Methods/interventions: Infusion pump drug library data set reports were used for two acute care hospitals from September 2019 to July 2020. Analysis of both concurrent and retrospective pump drug library data was performed to identify trends with drug library use and override alerts. Observation of end user practice with use of the pump drug library was completed for educational opportunities. Collaboration was achieved with the pharmacy team to identify issues and implement changes to the pump drug library. Additionally, a crosswalk of the drug library alongside providers’ order sets for consistency was performed.
Findings/opportunities: The most common overridden alerts and inconsistent practice trends for maintenance infusion fluids and blood transfusions were identified. No specific KVO rate was defined in the admission order set. A single pump setting was noted for all blood product types at 75ml/hr, which does not allow infusion within 4 hours. Some variance was noted for the titratable drips dexmedetomidine and dobutamine in comparison to the order sets along with inconsistent policies throughout the organization. Moreover, educational opportunities were realized for nursing to reduce errors when using the pump drug library, avoid overriding alerts, and dissuade deviation from standard nursing practice.
Actions implemented and outcomes: In December 2020, changes were made in the pump drug library to blood products labels, removal of generic antibiotic labels, and upper limit modification to dexmedetomidine. A lower soft limit of 20 ml/hr was added for the KVO option and policies changed for blood products transfusion and KVO fluid rate.

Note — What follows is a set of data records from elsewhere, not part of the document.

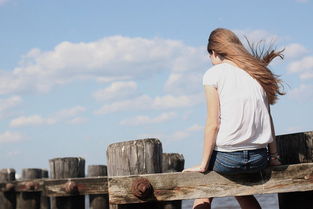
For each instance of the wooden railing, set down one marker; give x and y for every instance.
(127, 182)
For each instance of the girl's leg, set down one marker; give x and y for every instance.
(248, 202)
(202, 203)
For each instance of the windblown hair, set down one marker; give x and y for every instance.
(228, 46)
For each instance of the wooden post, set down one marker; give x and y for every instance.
(293, 149)
(98, 201)
(29, 200)
(172, 162)
(70, 167)
(8, 198)
(44, 200)
(135, 157)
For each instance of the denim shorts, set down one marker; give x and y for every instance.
(246, 161)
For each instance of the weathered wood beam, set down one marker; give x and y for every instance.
(191, 185)
(60, 187)
(76, 186)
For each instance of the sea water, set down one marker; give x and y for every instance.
(267, 201)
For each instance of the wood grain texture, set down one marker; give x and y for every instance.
(29, 200)
(190, 185)
(296, 148)
(91, 185)
(69, 167)
(141, 156)
(7, 199)
(172, 162)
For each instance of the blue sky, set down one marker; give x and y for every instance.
(76, 76)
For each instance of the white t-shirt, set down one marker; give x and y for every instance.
(244, 116)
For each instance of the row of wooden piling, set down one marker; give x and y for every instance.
(124, 158)
(67, 185)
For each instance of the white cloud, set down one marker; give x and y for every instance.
(106, 59)
(2, 2)
(179, 135)
(116, 90)
(77, 120)
(304, 64)
(143, 120)
(184, 83)
(304, 91)
(69, 112)
(9, 136)
(31, 120)
(9, 102)
(145, 102)
(35, 120)
(295, 50)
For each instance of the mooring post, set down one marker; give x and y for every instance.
(7, 198)
(293, 149)
(44, 200)
(172, 162)
(136, 157)
(98, 201)
(70, 167)
(29, 200)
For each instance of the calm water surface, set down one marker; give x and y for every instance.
(267, 201)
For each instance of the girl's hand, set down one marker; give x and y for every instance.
(274, 162)
(275, 159)
(195, 169)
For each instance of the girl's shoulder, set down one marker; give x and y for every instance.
(217, 69)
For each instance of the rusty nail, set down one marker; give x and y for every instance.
(71, 187)
(31, 185)
(142, 188)
(9, 187)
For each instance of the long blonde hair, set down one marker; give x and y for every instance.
(228, 46)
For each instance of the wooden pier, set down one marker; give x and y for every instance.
(136, 179)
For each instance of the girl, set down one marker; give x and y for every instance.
(239, 130)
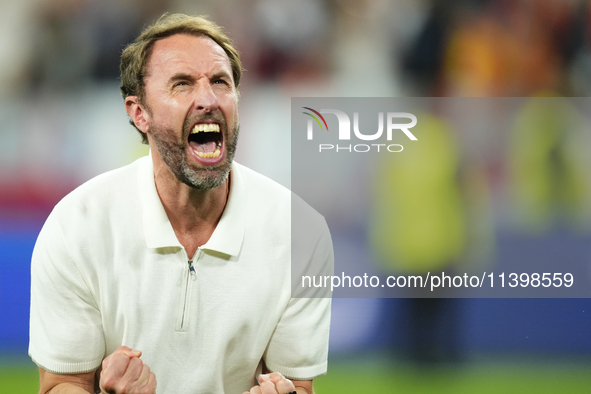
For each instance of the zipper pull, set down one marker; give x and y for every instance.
(192, 270)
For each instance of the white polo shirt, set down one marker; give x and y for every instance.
(108, 270)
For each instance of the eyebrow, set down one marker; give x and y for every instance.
(189, 77)
(181, 77)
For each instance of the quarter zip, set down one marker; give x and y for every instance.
(189, 275)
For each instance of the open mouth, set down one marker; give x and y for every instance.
(206, 140)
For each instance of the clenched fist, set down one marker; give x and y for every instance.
(124, 373)
(273, 383)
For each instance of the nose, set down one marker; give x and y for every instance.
(205, 98)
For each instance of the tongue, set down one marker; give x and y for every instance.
(206, 147)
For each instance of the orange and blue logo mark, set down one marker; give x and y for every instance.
(315, 118)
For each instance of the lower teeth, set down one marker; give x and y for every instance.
(209, 155)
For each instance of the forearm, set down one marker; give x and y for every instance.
(66, 388)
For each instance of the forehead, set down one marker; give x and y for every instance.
(185, 52)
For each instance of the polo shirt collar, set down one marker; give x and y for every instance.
(229, 233)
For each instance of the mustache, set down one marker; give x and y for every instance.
(211, 117)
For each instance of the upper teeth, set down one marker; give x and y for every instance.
(206, 127)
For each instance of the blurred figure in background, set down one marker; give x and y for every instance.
(549, 166)
(421, 223)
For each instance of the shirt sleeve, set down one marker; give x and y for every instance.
(299, 345)
(66, 335)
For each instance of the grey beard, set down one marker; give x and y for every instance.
(174, 155)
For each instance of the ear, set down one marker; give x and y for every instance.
(138, 113)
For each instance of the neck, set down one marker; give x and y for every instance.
(193, 214)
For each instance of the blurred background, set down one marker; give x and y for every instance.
(62, 121)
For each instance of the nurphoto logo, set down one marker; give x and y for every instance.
(344, 134)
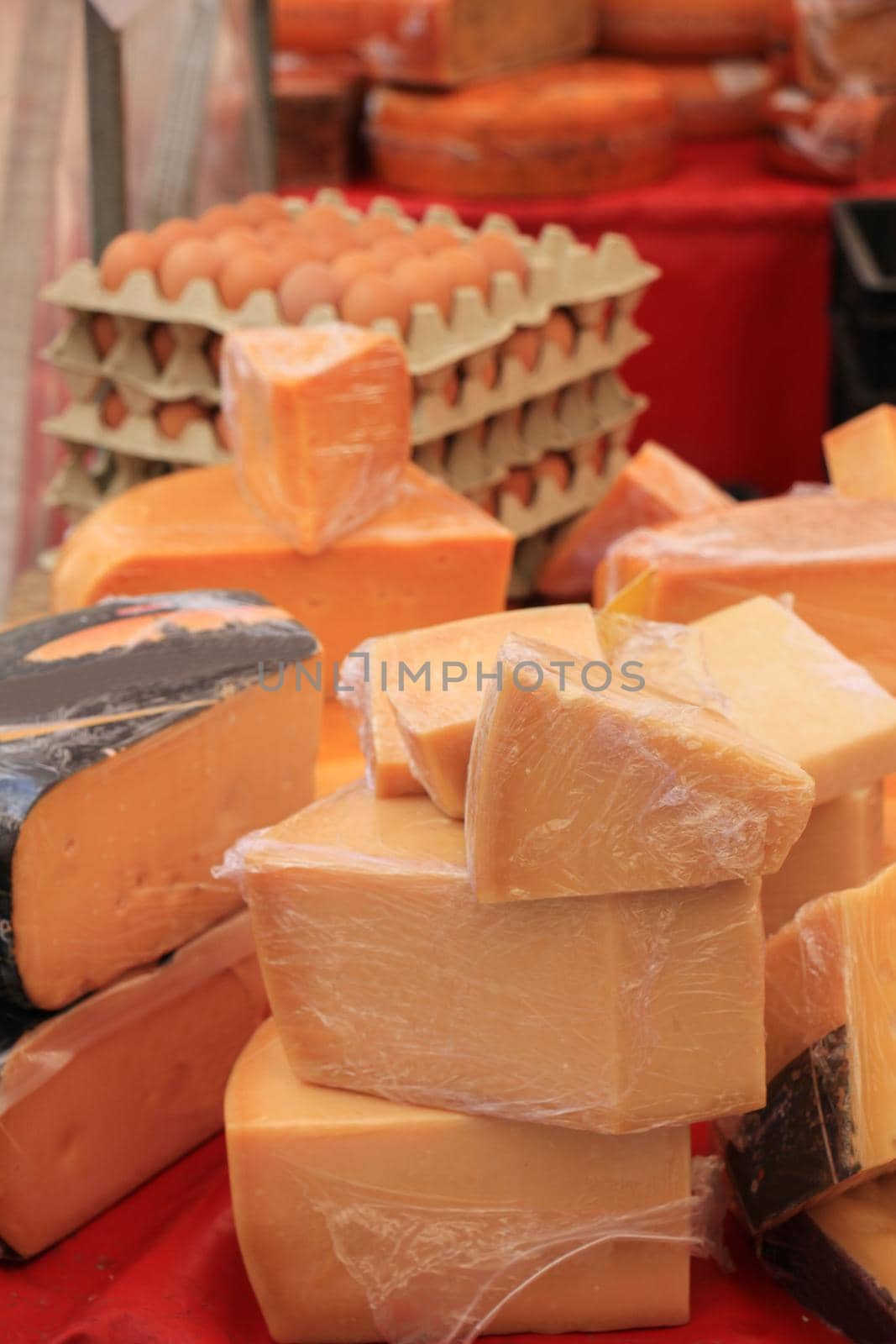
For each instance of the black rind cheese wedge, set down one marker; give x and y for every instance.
(139, 739)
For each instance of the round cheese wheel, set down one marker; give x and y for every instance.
(573, 129)
(718, 98)
(696, 29)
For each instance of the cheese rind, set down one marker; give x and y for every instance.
(579, 790)
(429, 557)
(137, 743)
(385, 976)
(98, 1099)
(362, 1221)
(417, 696)
(318, 420)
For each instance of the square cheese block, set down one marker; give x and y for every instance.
(318, 420)
(137, 743)
(429, 557)
(841, 847)
(582, 783)
(360, 1220)
(837, 557)
(416, 696)
(385, 976)
(98, 1099)
(862, 454)
(654, 487)
(837, 1260)
(831, 1005)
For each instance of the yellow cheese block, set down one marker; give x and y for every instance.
(318, 420)
(98, 1099)
(578, 788)
(429, 557)
(363, 1221)
(862, 454)
(841, 847)
(831, 1005)
(605, 1012)
(416, 696)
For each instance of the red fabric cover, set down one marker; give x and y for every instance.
(739, 369)
(163, 1268)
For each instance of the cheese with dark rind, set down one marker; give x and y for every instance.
(98, 1099)
(136, 745)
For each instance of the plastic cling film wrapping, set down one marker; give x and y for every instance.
(831, 1000)
(610, 1014)
(427, 1226)
(320, 427)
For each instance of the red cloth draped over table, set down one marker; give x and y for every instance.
(739, 369)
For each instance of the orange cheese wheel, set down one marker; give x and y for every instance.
(718, 98)
(696, 29)
(566, 129)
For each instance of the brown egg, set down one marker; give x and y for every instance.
(432, 239)
(174, 417)
(371, 297)
(500, 253)
(560, 331)
(244, 275)
(161, 344)
(174, 232)
(517, 483)
(113, 409)
(526, 346)
(217, 218)
(465, 268)
(103, 333)
(394, 250)
(422, 281)
(307, 286)
(127, 253)
(194, 259)
(553, 467)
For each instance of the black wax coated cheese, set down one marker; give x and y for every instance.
(801, 1142)
(829, 1283)
(137, 665)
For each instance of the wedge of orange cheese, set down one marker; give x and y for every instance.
(654, 487)
(318, 420)
(580, 786)
(416, 696)
(137, 743)
(360, 1220)
(98, 1099)
(429, 557)
(385, 976)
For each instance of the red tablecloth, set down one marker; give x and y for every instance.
(739, 369)
(164, 1268)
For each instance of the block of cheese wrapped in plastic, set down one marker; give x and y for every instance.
(96, 1100)
(831, 1005)
(584, 783)
(837, 557)
(360, 1220)
(137, 743)
(387, 976)
(429, 557)
(837, 1260)
(437, 42)
(416, 696)
(654, 487)
(318, 420)
(862, 454)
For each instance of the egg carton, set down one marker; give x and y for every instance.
(432, 417)
(130, 367)
(557, 261)
(137, 436)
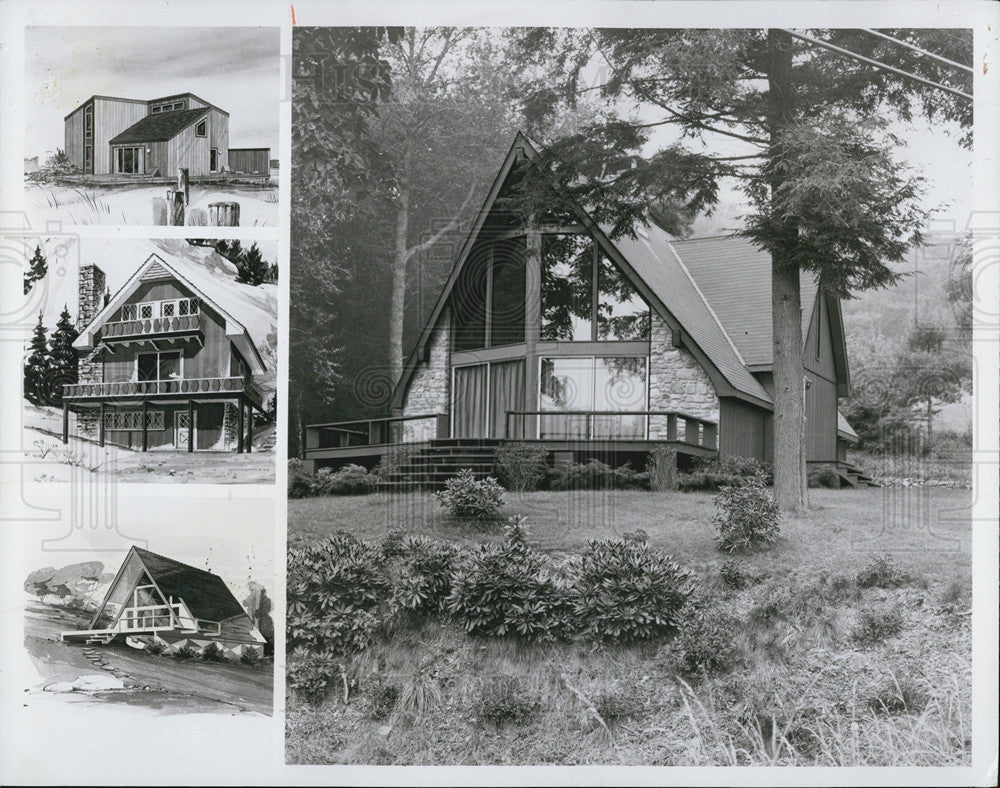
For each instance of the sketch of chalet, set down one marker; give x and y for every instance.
(107, 135)
(558, 336)
(172, 360)
(155, 598)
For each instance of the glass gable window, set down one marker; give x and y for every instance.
(622, 314)
(567, 288)
(586, 383)
(507, 293)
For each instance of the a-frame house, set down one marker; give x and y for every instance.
(555, 334)
(155, 598)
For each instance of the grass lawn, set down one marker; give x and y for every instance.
(807, 680)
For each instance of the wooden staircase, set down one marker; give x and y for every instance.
(430, 467)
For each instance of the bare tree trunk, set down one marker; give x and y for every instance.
(789, 400)
(400, 257)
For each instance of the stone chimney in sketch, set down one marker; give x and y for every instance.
(92, 284)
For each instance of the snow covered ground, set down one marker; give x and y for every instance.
(73, 205)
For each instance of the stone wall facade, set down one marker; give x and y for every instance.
(677, 382)
(430, 385)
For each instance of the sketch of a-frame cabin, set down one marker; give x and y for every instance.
(157, 599)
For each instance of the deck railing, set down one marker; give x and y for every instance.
(178, 387)
(376, 432)
(613, 425)
(178, 324)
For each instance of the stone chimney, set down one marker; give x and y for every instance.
(92, 285)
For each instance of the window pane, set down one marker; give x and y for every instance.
(620, 385)
(170, 366)
(565, 384)
(621, 312)
(146, 366)
(469, 301)
(567, 287)
(508, 293)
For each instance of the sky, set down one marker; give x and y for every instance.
(234, 68)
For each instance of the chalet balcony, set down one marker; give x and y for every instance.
(129, 330)
(181, 388)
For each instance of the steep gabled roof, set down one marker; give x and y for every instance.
(735, 277)
(249, 314)
(205, 594)
(161, 126)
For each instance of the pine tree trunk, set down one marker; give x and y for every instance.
(789, 394)
(399, 278)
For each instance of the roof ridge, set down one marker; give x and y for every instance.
(711, 311)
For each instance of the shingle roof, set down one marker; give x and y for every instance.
(205, 594)
(735, 277)
(652, 256)
(161, 126)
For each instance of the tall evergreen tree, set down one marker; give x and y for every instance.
(807, 141)
(63, 356)
(37, 367)
(251, 268)
(37, 268)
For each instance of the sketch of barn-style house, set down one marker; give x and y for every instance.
(109, 135)
(172, 360)
(157, 599)
(553, 334)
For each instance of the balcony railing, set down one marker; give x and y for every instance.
(613, 425)
(376, 432)
(125, 329)
(179, 387)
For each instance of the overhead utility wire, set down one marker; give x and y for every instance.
(908, 45)
(877, 64)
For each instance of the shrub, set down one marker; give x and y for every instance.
(301, 483)
(213, 653)
(155, 647)
(734, 575)
(309, 675)
(506, 588)
(705, 647)
(881, 572)
(500, 699)
(349, 480)
(596, 475)
(383, 700)
(425, 575)
(625, 591)
(876, 624)
(336, 591)
(466, 496)
(713, 474)
(521, 466)
(746, 516)
(661, 468)
(824, 476)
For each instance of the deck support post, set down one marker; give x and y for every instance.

Modification to system order set builds were requested for dexmedetomidine and dobutamine in accordance with the pump drug library. Face-to-face education was also provided to staff and no adverse drug event was recorded during the project. Overrides for blood products decreased from 85.0% to 35.0%. Overall override alerts decreased from 5.8% to 3.4%. Use of the infusion pump drug library increased from 94.0% to 99.8 %.
Implications for practice: Adjustments to the infusion pump drug library alongside system order sets and policies improved alignment with clinical practice. Enhanced nursing education increased the adoption of the pump drug library use, decreased override alerts, and endorsed standard practice. Overall, these transformations reduced dosing errors and promoted patient safety and benefits for the organization.
After completing this learning activity, the participant will be able to assess innovations being used by other professionals in the specialty and evaluate the potential of implementing the improvements into practice.